Wildfires burned amid a week of triple-digit temperatures across California, while some sections of the state saw sudden thunderstorms and flash floods that left one hiker dead.
High temperatures were expected from Sacramento to San Bernardino, Fresno to Fullerton in a heatwave forecast to last through Thursday, according to the National Weather Service.
Wildfires continued to plague the state as dozens of people were driven from their homes Tuesday night in Fullerton when the Risner Fire along the Los Angeles and Orange County border broke out on ridges above well-populated neighborhoods.
But residents of the approximately 40 homes were allowed to return after a heavy air attack tamed most of the flames. It was 100 percent contained after growing to some 80 acres, Fullerton fire Deputy Chief Julie Kunze told KPCC.
Hiker dies amid flash flooding
In some places, thunderstorms were an even bigger problem than heat. Southern California's inland mountains and deserts were hit with flash flooding in the form of short but heavy bursts of rain, lightning and even some hail due to remnant moisture from Hurricane Linda in the Pacific off Mexico.
A man in his 20s was killed after he got caught up in a debris flow in the Forest Falls area of the San Bernardino National Forest, authorities said.
An off-duty sheriff's deputy was able to save a young woman hiking with the man before he was swept away, San Bernardino County fire spokesman Chris Prater told KABC-TV.

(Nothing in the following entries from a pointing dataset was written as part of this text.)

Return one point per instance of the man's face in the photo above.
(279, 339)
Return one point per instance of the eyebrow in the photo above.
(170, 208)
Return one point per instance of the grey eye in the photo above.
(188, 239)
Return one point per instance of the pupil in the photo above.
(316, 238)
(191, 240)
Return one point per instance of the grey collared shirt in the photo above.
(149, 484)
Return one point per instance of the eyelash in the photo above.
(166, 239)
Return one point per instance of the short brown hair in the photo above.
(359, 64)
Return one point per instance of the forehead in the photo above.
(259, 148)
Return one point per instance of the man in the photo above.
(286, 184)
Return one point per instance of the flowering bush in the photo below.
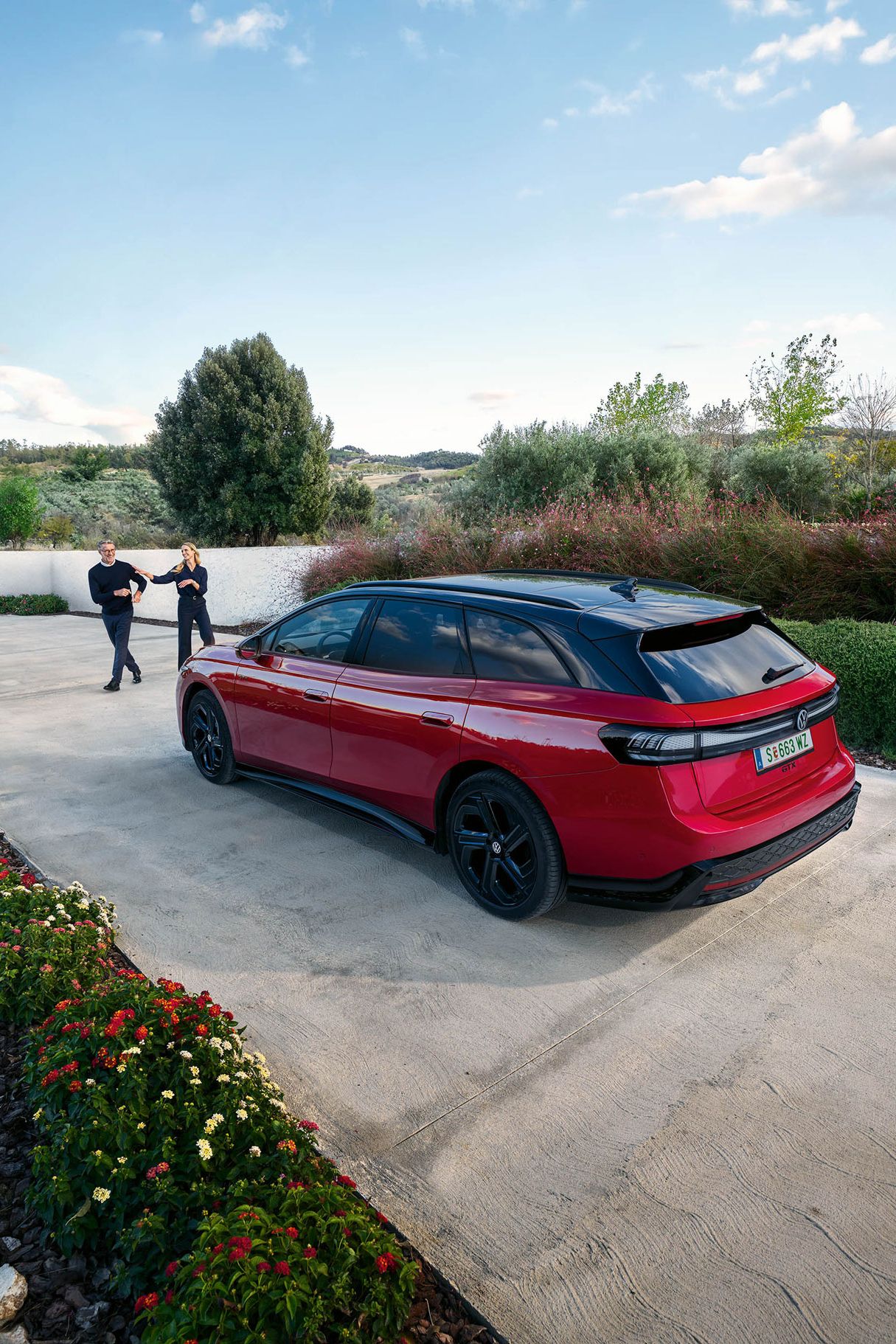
(32, 603)
(156, 1126)
(758, 553)
(300, 1262)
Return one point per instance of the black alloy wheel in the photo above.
(504, 847)
(209, 740)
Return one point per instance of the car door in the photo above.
(284, 691)
(398, 710)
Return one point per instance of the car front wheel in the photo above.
(504, 847)
(209, 738)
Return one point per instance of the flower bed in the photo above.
(163, 1143)
(32, 603)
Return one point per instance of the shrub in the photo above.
(863, 657)
(32, 603)
(758, 553)
(156, 1128)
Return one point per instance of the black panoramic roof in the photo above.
(606, 603)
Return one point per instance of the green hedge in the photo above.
(863, 657)
(32, 603)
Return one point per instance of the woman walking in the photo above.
(192, 582)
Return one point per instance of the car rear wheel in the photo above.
(504, 847)
(209, 738)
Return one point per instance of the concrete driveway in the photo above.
(603, 1125)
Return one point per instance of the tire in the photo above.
(209, 738)
(526, 876)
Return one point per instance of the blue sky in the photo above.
(446, 211)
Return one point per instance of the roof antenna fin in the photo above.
(628, 588)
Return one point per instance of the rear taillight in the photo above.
(636, 745)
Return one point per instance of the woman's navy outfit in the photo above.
(191, 606)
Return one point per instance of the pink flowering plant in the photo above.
(301, 1264)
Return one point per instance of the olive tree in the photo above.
(240, 454)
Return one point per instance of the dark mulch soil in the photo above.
(70, 1298)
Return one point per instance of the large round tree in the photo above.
(240, 454)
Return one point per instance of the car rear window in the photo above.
(423, 639)
(722, 659)
(510, 651)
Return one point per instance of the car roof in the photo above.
(598, 603)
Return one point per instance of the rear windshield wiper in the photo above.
(773, 673)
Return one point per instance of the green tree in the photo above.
(636, 405)
(797, 392)
(21, 513)
(240, 454)
(353, 503)
(85, 464)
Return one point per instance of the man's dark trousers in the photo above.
(119, 631)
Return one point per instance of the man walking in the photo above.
(111, 589)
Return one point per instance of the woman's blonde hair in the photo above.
(179, 567)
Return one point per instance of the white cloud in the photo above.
(832, 168)
(413, 44)
(881, 52)
(52, 413)
(844, 325)
(251, 29)
(822, 39)
(621, 104)
(147, 37)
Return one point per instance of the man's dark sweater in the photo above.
(104, 581)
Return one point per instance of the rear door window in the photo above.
(722, 660)
(422, 639)
(510, 651)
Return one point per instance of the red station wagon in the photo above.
(632, 742)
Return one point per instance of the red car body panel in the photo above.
(392, 740)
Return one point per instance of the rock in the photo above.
(14, 1289)
(18, 1335)
(88, 1316)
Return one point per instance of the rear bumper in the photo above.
(711, 881)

In Tuolumne County near Yosemite National Park, where temperatures in the upper 90s are expected Wednesday, a firefighter was injured and a home and two outbuildings were destroyed Tuesday when two fires combined in the Cedar Grove area, state fire spokeswoman Lisa Williams said. She had no information on the firefighter's condition.
Three educational camps and several homes in the area were under evacuation orders.
The Oak Fire burning about 20 miles northeast of Sonora has consumed 100 acres and it is 50 percent contained.
The cause of the fire has not been determined but it doesn't take much to spark a blaze because conditions are so dry this time of year, state fire spokesman Daniel Berlant said.
"Most of the damaging fires happen in September and October, not during the summer months," Berlant said.
Nearby, a wildfire above Yosemite Valley that began Monday grew to 500 acres, sending plumes of smoke visible throughout the park, Yosemite spokesman Scott Gediman said.
About 60 firefighters, six air tankers, and three helicopters are in the area fighting the Tenaya Fire. Additional resources will arrive in the park Wednesday, he said.
Trails on the north rim of Yosemite Valley south of the Tioga Road and east of Yosemite Creek are closed, Gediman said.
In Fresno County, authorities are advising more residents to be ready to evacuate as a stubborn wildfire spreads.